An article published in The Lancet Respiratory Medicine by Dr. Manel Esteller, Director of the Epigenetics and Cancer Biology Program (PEBC) of the Bellvitge Biomedical Research Institute (IDIBELL), ICREA Researcher and Professor of Genetics at the University of Barcelona, proves that a specific pattern of epigenetic alterations in lung cancer predictss whether the tumor will respond to therapy with anti-PD-1 antibodies, the most frequently used immunotherapy in oncology.

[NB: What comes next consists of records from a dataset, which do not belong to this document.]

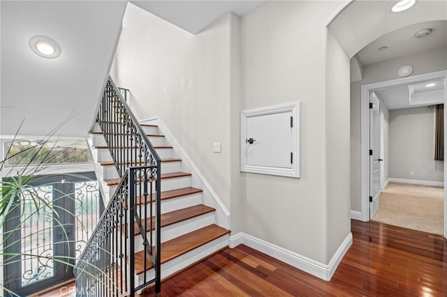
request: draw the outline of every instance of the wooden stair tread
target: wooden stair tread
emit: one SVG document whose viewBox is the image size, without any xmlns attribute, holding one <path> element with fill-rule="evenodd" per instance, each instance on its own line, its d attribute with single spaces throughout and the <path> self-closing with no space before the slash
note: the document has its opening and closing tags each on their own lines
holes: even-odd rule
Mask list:
<svg viewBox="0 0 447 297">
<path fill-rule="evenodd" d="M 120 124 L 120 125 L 126 125 L 125 123 L 122 123 L 122 122 L 110 122 L 108 121 L 96 121 L 96 123 L 112 123 L 112 124 Z M 147 123 L 138 123 L 140 124 L 140 125 L 144 125 L 145 127 L 158 127 L 158 125 L 154 125 L 154 124 L 147 124 Z"/>
<path fill-rule="evenodd" d="M 176 177 L 184 177 L 190 176 L 191 174 L 188 172 L 170 172 L 161 174 L 161 179 L 165 178 L 175 178 Z M 119 183 L 120 178 L 110 178 L 105 179 L 104 183 L 107 183 L 107 185 L 116 185 Z M 163 194 L 163 192 L 161 192 Z"/>
<path fill-rule="evenodd" d="M 90 132 L 90 134 L 94 134 L 94 135 L 101 135 L 101 134 L 104 134 L 101 131 L 91 131 Z M 105 133 L 107 135 L 109 134 L 113 134 L 114 135 L 126 135 L 126 136 L 129 136 L 130 134 L 129 133 L 110 133 L 110 132 L 108 132 Z M 164 137 L 165 135 L 163 135 L 161 134 L 147 134 L 146 136 L 147 136 L 148 137 Z"/>
<path fill-rule="evenodd" d="M 213 224 L 164 242 L 161 243 L 161 264 L 186 254 L 228 233 L 230 233 L 229 230 Z M 144 272 L 145 252 L 145 251 L 142 250 L 135 254 L 135 273 L 137 275 Z M 152 264 L 149 257 L 147 257 L 146 268 L 149 270 L 152 268 Z"/>
<path fill-rule="evenodd" d="M 199 215 L 205 215 L 205 213 L 212 213 L 216 211 L 212 207 L 207 206 L 203 204 L 195 205 L 193 206 L 189 206 L 184 208 L 179 209 L 177 211 L 170 211 L 166 213 L 161 214 L 161 223 L 160 226 L 163 227 L 169 226 L 182 221 L 184 221 L 193 218 L 198 217 Z M 144 215 L 144 214 L 143 214 Z M 147 218 L 141 220 L 141 224 L 143 228 L 145 227 L 145 221 L 146 222 L 147 230 L 150 229 L 154 229 L 155 228 L 155 218 Z M 152 221 L 152 228 L 150 227 Z M 127 227 L 127 224 L 123 224 L 121 227 L 122 231 L 124 230 L 124 228 Z M 134 232 L 135 235 L 140 234 L 140 228 L 137 224 L 137 222 L 134 222 Z"/>
<path fill-rule="evenodd" d="M 192 194 L 201 193 L 202 192 L 203 192 L 203 190 L 198 189 L 196 188 L 193 188 L 193 187 L 187 187 L 187 188 L 182 188 L 179 189 L 170 190 L 168 191 L 161 192 L 161 195 L 160 195 L 161 196 L 160 199 L 166 200 L 166 199 L 172 199 L 172 198 L 177 198 L 182 196 L 187 196 Z M 152 199 L 152 201 L 154 201 L 155 194 L 152 195 L 152 198 L 153 198 Z M 137 198 L 137 201 L 135 204 L 135 205 L 142 204 L 143 201 L 144 201 L 144 198 L 142 198 L 141 199 L 140 199 L 139 198 Z M 148 195 L 146 199 L 146 203 L 149 203 L 150 201 L 151 201 L 151 197 Z"/>
<path fill-rule="evenodd" d="M 189 172 L 168 172 L 161 174 L 161 179 L 164 178 L 175 178 L 176 177 L 191 176 L 192 174 Z"/>
<path fill-rule="evenodd" d="M 108 149 L 109 147 L 107 146 L 96 146 L 94 147 L 96 149 Z M 117 148 L 117 147 L 112 147 L 112 148 Z M 119 147 L 118 148 L 138 148 L 138 146 L 125 146 L 125 147 Z M 173 148 L 172 146 L 154 146 L 155 149 L 162 149 L 162 148 Z"/>
<path fill-rule="evenodd" d="M 177 159 L 177 158 L 166 158 L 166 159 L 161 159 L 161 162 L 181 162 L 182 159 Z M 144 161 L 138 161 L 138 162 L 132 162 L 132 165 L 136 165 L 136 164 L 144 164 L 145 162 Z M 123 163 L 122 162 L 121 163 L 119 163 L 120 165 L 122 165 Z M 115 165 L 115 162 L 113 161 L 107 161 L 107 162 L 101 162 L 101 163 L 99 163 L 100 165 L 101 166 L 112 166 L 112 165 Z"/>
</svg>

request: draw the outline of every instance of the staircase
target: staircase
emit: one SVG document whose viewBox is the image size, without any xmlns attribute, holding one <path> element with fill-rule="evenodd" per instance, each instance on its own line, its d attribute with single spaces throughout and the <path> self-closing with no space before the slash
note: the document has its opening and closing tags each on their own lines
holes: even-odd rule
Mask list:
<svg viewBox="0 0 447 297">
<path fill-rule="evenodd" d="M 112 118 L 109 115 L 108 120 L 98 116 L 87 140 L 103 198 L 105 204 L 108 204 L 105 212 L 109 217 L 113 218 L 101 220 L 97 229 L 101 229 L 101 224 L 108 222 L 110 224 L 112 222 L 111 227 L 106 228 L 111 232 L 112 240 L 101 237 L 101 242 L 115 241 L 116 244 L 112 243 L 108 249 L 115 252 L 115 256 L 108 254 L 101 256 L 106 258 L 105 263 L 101 262 L 102 268 L 91 272 L 86 268 L 88 264 L 85 263 L 98 258 L 101 251 L 95 253 L 91 247 L 89 250 L 86 248 L 89 252 L 81 256 L 79 261 L 81 265 L 77 265 L 75 271 L 77 286 L 79 282 L 80 287 L 94 287 L 89 294 L 94 291 L 95 296 L 108 295 L 104 294 L 104 290 L 110 291 L 111 296 L 133 296 L 134 291 L 153 283 L 156 284 L 156 291 L 159 291 L 161 287 L 157 285 L 157 282 L 159 284 L 161 278 L 226 247 L 230 231 L 217 224 L 221 220 L 216 212 L 216 206 L 219 207 L 219 204 L 210 205 L 208 203 L 206 205 L 205 200 L 209 201 L 210 199 L 205 199 L 204 195 L 207 195 L 209 190 L 204 194 L 203 188 L 193 186 L 203 183 L 197 182 L 200 176 L 197 176 L 195 171 L 189 170 L 191 165 L 185 164 L 179 158 L 178 152 L 181 150 L 173 146 L 157 125 L 135 123 L 134 125 L 139 128 L 126 128 L 129 124 L 126 121 L 122 121 L 121 113 L 129 109 L 131 115 L 124 118 L 134 119 L 134 116 L 116 91 L 111 80 L 108 82 L 106 91 L 108 89 L 113 95 L 105 95 L 103 100 L 111 99 L 112 102 L 103 102 L 103 105 L 108 105 L 107 108 L 111 107 L 113 112 L 119 114 L 115 114 Z M 120 107 L 121 105 L 125 108 Z M 101 112 L 106 114 L 110 112 L 104 112 L 100 108 L 98 114 Z M 108 128 L 108 122 L 112 123 L 115 128 Z M 149 150 L 142 152 L 143 142 L 135 140 L 131 135 L 135 130 L 141 131 L 140 134 L 144 133 L 139 137 L 147 137 L 149 146 L 154 152 L 151 153 Z M 158 163 L 157 159 L 159 160 Z M 159 163 L 161 172 L 157 176 Z M 133 173 L 142 168 L 152 170 L 152 173 L 146 171 Z M 131 176 L 136 176 L 135 181 L 131 181 L 133 178 L 129 178 Z M 129 183 L 129 188 L 123 190 L 123 184 L 126 183 Z M 135 185 L 132 185 L 132 183 Z M 135 199 L 131 198 L 132 195 Z M 119 198 L 122 196 L 125 198 Z M 124 214 L 129 211 L 132 211 L 129 213 L 129 218 L 124 220 Z M 157 214 L 159 214 L 158 217 Z M 96 243 L 92 245 L 98 245 L 98 236 L 96 237 L 96 240 L 93 238 Z M 159 253 L 156 252 L 157 244 L 161 250 Z M 124 252 L 122 251 L 123 246 Z M 158 265 L 161 266 L 159 273 L 156 269 L 157 259 L 159 261 Z M 98 277 L 96 275 L 102 273 L 103 271 L 108 275 Z M 122 271 L 129 271 L 129 273 Z M 96 275 L 96 279 L 86 280 L 92 278 L 92 275 Z M 123 280 L 123 278 L 126 280 Z M 124 287 L 126 287 L 123 289 Z M 98 288 L 101 292 L 96 293 Z"/>
</svg>

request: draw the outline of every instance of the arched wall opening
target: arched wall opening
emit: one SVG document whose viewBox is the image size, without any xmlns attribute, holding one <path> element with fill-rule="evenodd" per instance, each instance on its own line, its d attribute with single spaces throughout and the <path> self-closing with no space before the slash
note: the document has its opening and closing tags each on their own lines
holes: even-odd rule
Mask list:
<svg viewBox="0 0 447 297">
<path fill-rule="evenodd" d="M 397 68 L 394 72 L 395 77 L 384 77 L 381 79 L 373 79 L 372 81 L 362 81 L 364 67 L 361 63 L 359 63 L 356 54 L 370 43 L 390 32 L 417 23 L 447 19 L 447 15 L 445 13 L 447 11 L 447 3 L 445 1 L 420 1 L 408 10 L 393 13 L 390 8 L 395 2 L 395 1 L 353 1 L 328 26 L 329 31 L 333 34 L 348 56 L 351 59 L 351 75 L 354 75 L 356 77 L 353 80 L 359 81 L 358 83 L 351 84 L 351 218 L 362 220 L 369 220 L 369 217 L 367 219 L 365 207 L 360 208 L 362 204 L 365 204 L 363 200 L 369 198 L 367 196 L 369 190 L 365 190 L 365 188 L 368 187 L 368 184 L 365 183 L 363 181 L 365 178 L 365 174 L 367 174 L 368 172 L 365 171 L 365 168 L 363 169 L 361 168 L 361 163 L 363 162 L 362 161 L 362 153 L 365 153 L 365 152 L 367 151 L 365 150 L 367 150 L 368 148 L 364 147 L 365 144 L 362 142 L 362 138 L 367 142 L 367 138 L 365 135 L 362 137 L 360 133 L 360 126 L 362 125 L 364 126 L 365 124 L 365 121 L 360 123 L 360 85 L 389 80 L 399 77 L 397 73 Z M 437 55 L 443 54 L 442 53 L 435 54 Z M 434 54 L 431 54 L 431 56 L 433 55 Z M 445 63 L 437 63 L 437 65 L 434 66 L 434 68 L 429 68 L 427 66 L 424 66 L 418 70 L 415 70 L 413 75 L 446 70 L 447 69 L 447 59 L 446 60 Z M 404 63 L 404 61 L 405 60 L 402 60 L 402 63 Z M 353 81 L 353 77 L 351 80 Z M 353 100 L 353 94 L 356 96 L 358 95 L 358 98 Z M 366 123 L 367 124 L 367 121 Z M 444 172 L 446 172 L 445 167 L 444 164 Z M 369 178 L 369 176 L 367 178 Z M 446 204 L 444 204 L 444 208 L 447 209 Z M 447 210 L 445 211 L 445 213 L 447 213 Z M 447 236 L 446 217 L 444 215 L 444 236 Z"/>
</svg>

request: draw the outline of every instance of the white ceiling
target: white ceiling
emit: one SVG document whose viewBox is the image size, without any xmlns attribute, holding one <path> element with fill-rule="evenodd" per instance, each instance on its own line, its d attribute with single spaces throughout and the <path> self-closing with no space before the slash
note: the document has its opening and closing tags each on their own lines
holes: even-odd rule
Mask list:
<svg viewBox="0 0 447 297">
<path fill-rule="evenodd" d="M 428 28 L 433 29 L 431 34 L 422 38 L 414 37 L 416 32 Z M 388 48 L 379 50 L 383 46 Z M 367 66 L 446 47 L 447 21 L 425 22 L 400 29 L 380 37 L 363 47 L 357 54 L 357 56 L 363 66 Z"/>
<path fill-rule="evenodd" d="M 131 1 L 140 8 L 196 34 L 228 12 L 242 17 L 266 1 Z"/>
<path fill-rule="evenodd" d="M 393 1 L 353 1 L 329 28 L 349 58 L 381 36 L 413 24 L 447 20 L 447 1 L 419 0 L 407 10 L 391 12 Z"/>
<path fill-rule="evenodd" d="M 1 1 L 0 133 L 85 136 L 121 31 L 126 2 Z M 105 11 L 107 13 L 105 13 Z M 44 35 L 61 48 L 54 59 L 34 54 Z"/>
<path fill-rule="evenodd" d="M 432 84 L 434 85 L 430 85 Z M 444 81 L 437 79 L 382 89 L 374 93 L 389 110 L 401 109 L 443 103 L 444 87 Z"/>
</svg>

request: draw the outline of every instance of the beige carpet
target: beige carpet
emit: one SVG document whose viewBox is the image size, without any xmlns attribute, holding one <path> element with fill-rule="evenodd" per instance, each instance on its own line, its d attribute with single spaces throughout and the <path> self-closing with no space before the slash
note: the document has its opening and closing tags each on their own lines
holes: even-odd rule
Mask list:
<svg viewBox="0 0 447 297">
<path fill-rule="evenodd" d="M 442 187 L 390 183 L 373 220 L 442 235 L 444 193 Z"/>
</svg>

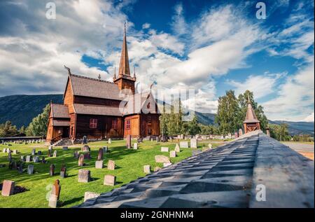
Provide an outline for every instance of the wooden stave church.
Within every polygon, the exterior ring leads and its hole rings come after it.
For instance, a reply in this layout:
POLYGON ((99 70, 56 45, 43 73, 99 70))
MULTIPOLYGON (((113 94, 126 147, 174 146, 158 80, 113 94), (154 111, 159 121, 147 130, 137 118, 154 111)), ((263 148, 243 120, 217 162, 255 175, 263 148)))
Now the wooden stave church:
POLYGON ((84 136, 102 139, 160 135, 160 114, 150 89, 135 92, 136 78, 135 73, 130 75, 126 39, 125 28, 118 75, 114 74, 113 82, 74 75, 68 69, 64 104, 50 104, 47 141, 76 141, 84 136))

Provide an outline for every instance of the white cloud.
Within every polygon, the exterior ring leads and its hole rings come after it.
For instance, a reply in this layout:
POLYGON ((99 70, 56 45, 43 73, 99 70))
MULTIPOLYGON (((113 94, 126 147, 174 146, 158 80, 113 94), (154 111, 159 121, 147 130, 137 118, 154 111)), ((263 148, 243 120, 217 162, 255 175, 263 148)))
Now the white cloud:
POLYGON ((303 121, 305 121, 305 122, 314 122, 314 112, 312 113, 309 116, 307 116, 303 120, 303 121))
POLYGON ((253 92, 256 99, 260 99, 276 91, 276 81, 286 73, 249 76, 245 81, 227 81, 227 83, 234 86, 236 95, 244 93, 248 90, 253 92))
POLYGON ((271 120, 298 121, 314 111, 314 62, 288 76, 276 98, 262 104, 271 120))

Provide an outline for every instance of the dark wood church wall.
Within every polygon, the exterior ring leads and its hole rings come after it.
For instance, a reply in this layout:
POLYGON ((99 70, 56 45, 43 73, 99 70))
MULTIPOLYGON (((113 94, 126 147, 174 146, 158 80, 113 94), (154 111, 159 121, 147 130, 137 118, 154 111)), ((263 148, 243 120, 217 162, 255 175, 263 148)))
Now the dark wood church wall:
POLYGON ((76 117, 76 139, 80 139, 87 136, 90 139, 122 138, 123 137, 123 120, 121 117, 104 116, 94 115, 80 115, 76 117), (97 119, 96 128, 90 128, 91 119, 97 119), (117 121, 115 129, 113 120, 117 121))

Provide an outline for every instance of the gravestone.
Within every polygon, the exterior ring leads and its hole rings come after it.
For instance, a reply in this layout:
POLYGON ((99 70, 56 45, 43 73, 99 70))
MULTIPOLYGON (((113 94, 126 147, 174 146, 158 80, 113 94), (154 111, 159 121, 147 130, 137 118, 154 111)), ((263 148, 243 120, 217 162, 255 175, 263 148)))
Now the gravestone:
POLYGON ((34 174, 34 165, 28 165, 27 166, 27 174, 34 174))
POLYGON ((176 146, 175 146, 175 151, 176 151, 176 153, 181 152, 178 144, 176 144, 176 146))
POLYGON ((168 151, 169 151, 168 147, 164 147, 164 146, 161 147, 161 152, 168 152, 168 151))
POLYGON ((131 136, 130 135, 127 135, 126 147, 127 147, 127 148, 131 148, 131 136))
POLYGON ((78 166, 83 167, 84 166, 84 155, 81 154, 80 155, 78 161, 78 166))
POLYGON ((52 176, 55 174, 55 165, 53 164, 50 165, 50 167, 49 168, 49 175, 52 176))
POLYGON ((169 157, 170 158, 176 158, 176 151, 172 151, 171 152, 169 152, 169 157))
POLYGON ((96 197, 99 197, 101 194, 100 193, 94 193, 94 192, 85 192, 84 193, 84 202, 87 201, 88 200, 90 199, 94 199, 96 197))
POLYGON ((157 155, 155 156, 155 162, 171 162, 169 158, 165 155, 157 155))
POLYGON ((82 139, 82 144, 88 144, 88 137, 87 136, 84 136, 82 139))
POLYGON ((107 164, 107 169, 111 170, 115 169, 115 161, 109 160, 108 163, 107 164))
POLYGON ((91 158, 91 153, 90 152, 86 152, 83 153, 84 158, 90 160, 91 158))
POLYGON ((90 146, 88 145, 84 145, 82 148, 81 148, 81 151, 83 152, 90 152, 90 146))
POLYGON ((104 185, 115 186, 116 183, 116 176, 113 175, 105 175, 104 177, 104 185))
POLYGON ((95 169, 103 169, 103 167, 104 167, 103 160, 95 161, 95 169))
POLYGON ((186 141, 182 141, 179 142, 180 148, 189 148, 188 142, 186 141))
POLYGON ((78 158, 79 155, 78 155, 78 151, 74 151, 74 157, 75 158, 76 158, 76 159, 78 158))
POLYGON ((150 174, 151 172, 151 167, 150 165, 144 165, 144 172, 145 174, 150 174))
POLYGON ((13 181, 4 180, 2 184, 1 195, 8 197, 14 194, 15 182, 13 181))
POLYGON ((190 139, 190 148, 198 148, 198 142, 197 139, 195 138, 190 139))
POLYGON ((33 162, 39 162, 39 157, 38 156, 34 156, 33 158, 33 162))
POLYGON ((88 169, 79 169, 78 182, 88 183, 91 180, 91 172, 88 169))
POLYGON ((60 184, 59 180, 55 181, 51 190, 50 196, 49 197, 48 207, 56 208, 58 205, 59 197, 60 195, 60 184))
POLYGON ((26 157, 26 162, 29 162, 31 161, 31 157, 30 155, 27 155, 26 157))
POLYGON ((66 167, 65 165, 62 165, 60 169, 60 177, 66 178, 66 167))
POLYGON ((97 155, 97 160, 103 160, 103 149, 100 148, 99 149, 99 155, 97 155))

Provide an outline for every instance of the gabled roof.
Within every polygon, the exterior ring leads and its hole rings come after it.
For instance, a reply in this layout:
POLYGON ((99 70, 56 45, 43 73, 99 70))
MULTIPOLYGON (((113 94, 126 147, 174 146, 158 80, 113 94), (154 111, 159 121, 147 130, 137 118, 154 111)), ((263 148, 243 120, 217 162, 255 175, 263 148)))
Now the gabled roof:
POLYGON ((248 101, 247 104, 247 111, 246 111, 246 117, 245 118, 245 120, 244 123, 260 123, 257 118, 256 114, 255 114, 255 111, 251 106, 251 103, 248 101))
POLYGON ((150 92, 135 94, 130 97, 128 102, 125 106, 123 113, 124 116, 140 113, 141 111, 142 113, 146 111, 146 113, 158 113, 155 104, 155 99, 150 92), (149 103, 150 107, 148 108, 149 103))
POLYGON ((122 100, 118 86, 113 83, 74 74, 69 78, 74 95, 122 100))
POLYGON ((62 104, 50 104, 51 115, 52 118, 70 118, 68 106, 62 104))

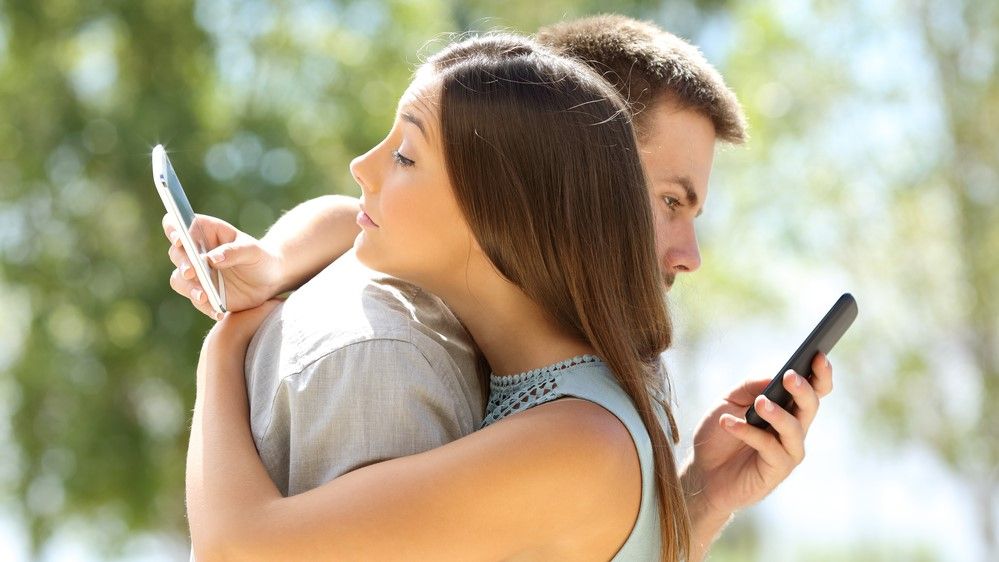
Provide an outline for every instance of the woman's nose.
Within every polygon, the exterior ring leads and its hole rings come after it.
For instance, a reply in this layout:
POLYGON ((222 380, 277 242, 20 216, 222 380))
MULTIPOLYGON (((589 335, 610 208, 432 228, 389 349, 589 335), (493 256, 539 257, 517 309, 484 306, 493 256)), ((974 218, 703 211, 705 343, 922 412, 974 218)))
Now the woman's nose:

"Sometimes, tumor cells manage to hide so that our immune system, usually very effective, does not recognize them, and therefore does not destroy them. Current immunotherapy strategies manage to remove the cancer cell “disguise” so that our immune cells, such as T and B lymphocytes, can act against it”, explains Dr. Manel Esteller. However, there are several types of tumors against which immunotherapy is ineffective. Even within the immunosensitive ones, such as lung and kidney cancer, or melanoma, only about 30-40% respond effectively in the long term. "Therefore, it is important to know beforehand whether a tumor will be sensitive to immunotherapy or not, considering that these are expensive drugs and not without side effects”, the researcher adds.
"Epigenetic signals, such as DNA methylation, could be seen as switches capable of turning our genes on or off, so we thought that they should also be part of the system used by the tumor cell to escape from immune system control", says Dr. Esteller: after analysing hundreds of lung tumors, IDIBELL researchers realized that those who presented a specific epigenetic fingerprint, which they called EPIMMUNE, responded very well to immunotherapy compared to those who did not have it. The EPIMMUNE signature is found in one third of lung cancers and is associated with an increaset in T and B lymphocytes.
Given these results, the team aims to keep exploring this research line. "Now we want to broaden this type of studiy to other tumor types and other immunotherapies, for example using anti-PD-L1 or anti-CTCLA4 antibodies. In addition, this work is the result of the combined efforts of basic, applied and clinical researchers, as well as the combination of public funding and financial support from “La Caixa” foundation, without which this research would not have been possible" Dr. Esteller highlights.